Two for the price of one this week – the life and times of the Hudson MiniLocos. A long-standing agreement between Hudson and the Hunslet Engine Company mean that any sales made by Hudson of small narrow gauge diesels would be fulfilled by one of the chain-drive Hudson-Hunslet locos. By the late 1960s, this design was showing its age. It is possible that this is what prompted Hudson to dabble in loco design . Two locos were built in 1968, LX1001 and 1002. Both were fitted with Petter two-cylinder engines and a hydraulic transmission. They both went to the Central Electricity Generating Board cable tunnel railway at Woodhead. The locos clearly did not impress the CEGB; their haulage capacity is limited and they are painfully slow. The latter problem would be significant on a railway in a tunnel of three miles in length. Hudson found themselves with the two locos back on their hands very shortly after they first left the works – this would have been during 1969.

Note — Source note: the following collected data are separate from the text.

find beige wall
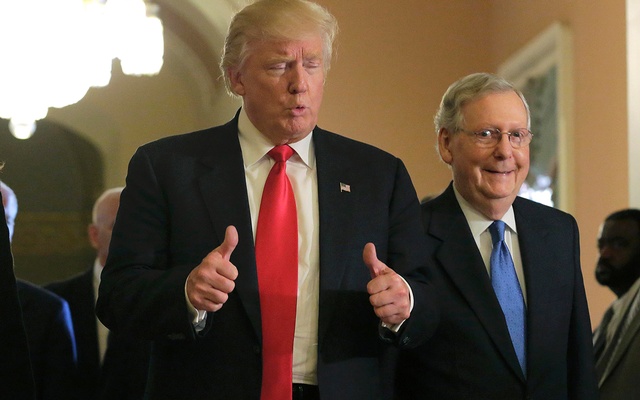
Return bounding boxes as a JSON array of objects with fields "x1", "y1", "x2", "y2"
[
  {"x1": 316, "y1": 0, "x2": 491, "y2": 198},
  {"x1": 45, "y1": 0, "x2": 630, "y2": 326},
  {"x1": 316, "y1": 0, "x2": 629, "y2": 327},
  {"x1": 490, "y1": 0, "x2": 628, "y2": 328}
]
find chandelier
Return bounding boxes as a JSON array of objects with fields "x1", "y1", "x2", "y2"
[{"x1": 0, "y1": 0, "x2": 164, "y2": 139}]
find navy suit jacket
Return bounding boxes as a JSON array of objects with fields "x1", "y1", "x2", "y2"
[
  {"x1": 96, "y1": 114, "x2": 433, "y2": 399},
  {"x1": 46, "y1": 268, "x2": 150, "y2": 400},
  {"x1": 396, "y1": 183, "x2": 598, "y2": 399},
  {"x1": 0, "y1": 194, "x2": 35, "y2": 400},
  {"x1": 46, "y1": 269, "x2": 99, "y2": 399},
  {"x1": 17, "y1": 280, "x2": 77, "y2": 400}
]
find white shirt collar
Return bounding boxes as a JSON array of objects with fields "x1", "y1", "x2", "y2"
[
  {"x1": 453, "y1": 185, "x2": 517, "y2": 236},
  {"x1": 237, "y1": 108, "x2": 314, "y2": 169},
  {"x1": 92, "y1": 258, "x2": 103, "y2": 302}
]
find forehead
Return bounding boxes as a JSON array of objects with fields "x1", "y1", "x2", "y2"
[
  {"x1": 248, "y1": 36, "x2": 324, "y2": 58},
  {"x1": 601, "y1": 219, "x2": 640, "y2": 239},
  {"x1": 461, "y1": 91, "x2": 527, "y2": 127}
]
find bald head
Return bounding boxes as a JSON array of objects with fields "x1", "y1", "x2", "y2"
[
  {"x1": 0, "y1": 180, "x2": 18, "y2": 241},
  {"x1": 89, "y1": 187, "x2": 123, "y2": 267}
]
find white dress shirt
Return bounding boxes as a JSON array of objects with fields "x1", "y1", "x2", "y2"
[
  {"x1": 185, "y1": 109, "x2": 321, "y2": 384},
  {"x1": 93, "y1": 259, "x2": 109, "y2": 364},
  {"x1": 238, "y1": 109, "x2": 320, "y2": 385}
]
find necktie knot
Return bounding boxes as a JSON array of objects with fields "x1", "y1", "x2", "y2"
[
  {"x1": 489, "y1": 220, "x2": 506, "y2": 245},
  {"x1": 268, "y1": 145, "x2": 294, "y2": 163}
]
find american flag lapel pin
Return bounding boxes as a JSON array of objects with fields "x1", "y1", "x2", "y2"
[{"x1": 340, "y1": 182, "x2": 351, "y2": 193}]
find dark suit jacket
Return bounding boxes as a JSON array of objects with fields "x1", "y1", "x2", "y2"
[
  {"x1": 46, "y1": 268, "x2": 150, "y2": 400},
  {"x1": 595, "y1": 291, "x2": 640, "y2": 399},
  {"x1": 17, "y1": 280, "x2": 77, "y2": 400},
  {"x1": 46, "y1": 269, "x2": 99, "y2": 399},
  {"x1": 96, "y1": 114, "x2": 433, "y2": 399},
  {"x1": 396, "y1": 183, "x2": 598, "y2": 400},
  {"x1": 0, "y1": 194, "x2": 35, "y2": 400}
]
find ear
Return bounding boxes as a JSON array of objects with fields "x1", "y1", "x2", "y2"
[
  {"x1": 88, "y1": 224, "x2": 99, "y2": 250},
  {"x1": 437, "y1": 128, "x2": 454, "y2": 165},
  {"x1": 228, "y1": 67, "x2": 245, "y2": 96}
]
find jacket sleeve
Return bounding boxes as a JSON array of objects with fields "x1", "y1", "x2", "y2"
[{"x1": 96, "y1": 146, "x2": 199, "y2": 341}]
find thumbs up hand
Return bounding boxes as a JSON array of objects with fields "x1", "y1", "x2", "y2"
[
  {"x1": 363, "y1": 242, "x2": 411, "y2": 326},
  {"x1": 187, "y1": 226, "x2": 239, "y2": 312}
]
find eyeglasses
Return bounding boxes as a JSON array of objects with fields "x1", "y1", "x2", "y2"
[{"x1": 459, "y1": 128, "x2": 533, "y2": 149}]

LX1001 was sold to The Dredging and Construction Co Ltd at Kings Lynn. 1975 or 1976 saw the loco move to a pleasure line at Pendine, Wales, which is (presumably) where the steam outline body seen in the commercial postcard was added. By 1985, the loco was in a Llanelli Borough Council store; it was “rebuilt” in 1986, which is probably when the current bodywork was added. The loco then moved to a pleasure railway at Pembrey Country Park. 1997 saw the loco move to the Devon Railway Centre, and thence to a private railway in Leicestershire in July 2001. April 2015 saw the loco joint the Trust collection. One immediate discovery was that, beneath the wooden bodywork, the original outline remains, still painted green.
LX1002 lived a very straightforward existence. July 1971 saw it sold to Dukinfield Sewage Works, where it was named Chaumont (after Ashton-under-Lyne’s French twin town). It was used to move a skip of “product” onto a loading gantry, where the skip could be tipped into a waiting lorry. Chaumont became part of the Trust collection in 1994.